Transport or Discard: Robust Unbalanced Optimal Transport for Cross-Domain Policy Adaptation
Abstract
Cross-domain offline reinforcement learning leverages a source dataset to improve policy learning in a data-scarce target domain, but dynamics mismatch makes many source transitions kinematically infeasible and can cause negative transfer. Recent non-parametric geometric methods (e.g., standard optimal transport and k-nearest neighbors) avoid overfitting yet often yield only relative rankings under an implicit matching or retrieval budget, making performance sensitive to hand-tuned thresholds when the true cross-domain overlap is unknown. We formulate availability estimation as soft subset selection by learning a source reweighting that geometrically aligns with the target.

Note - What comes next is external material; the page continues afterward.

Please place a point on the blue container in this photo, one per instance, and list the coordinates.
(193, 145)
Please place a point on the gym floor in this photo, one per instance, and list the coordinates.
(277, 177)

We propose Robust Offline unbalanced Optimal Transport (ROOT): (i) a robust ambiguity set for uncertainty under limited target samples, and (ii) an unbalanced transport objective that penalizes mass deviation, enabling a principled transport-or-discard mechanism. ROOT thus down-weights or discards high-cost source samples rather than forcing them onto the target support. Moreover, the induced weights decay exponentially with transport cost, guaranteeing outlier suppression. On D4RL dynamics-shift benchmarks, ROOT improves downstream offline RL and outperforms strong baselines on most tasks without task-specific threshold tuning.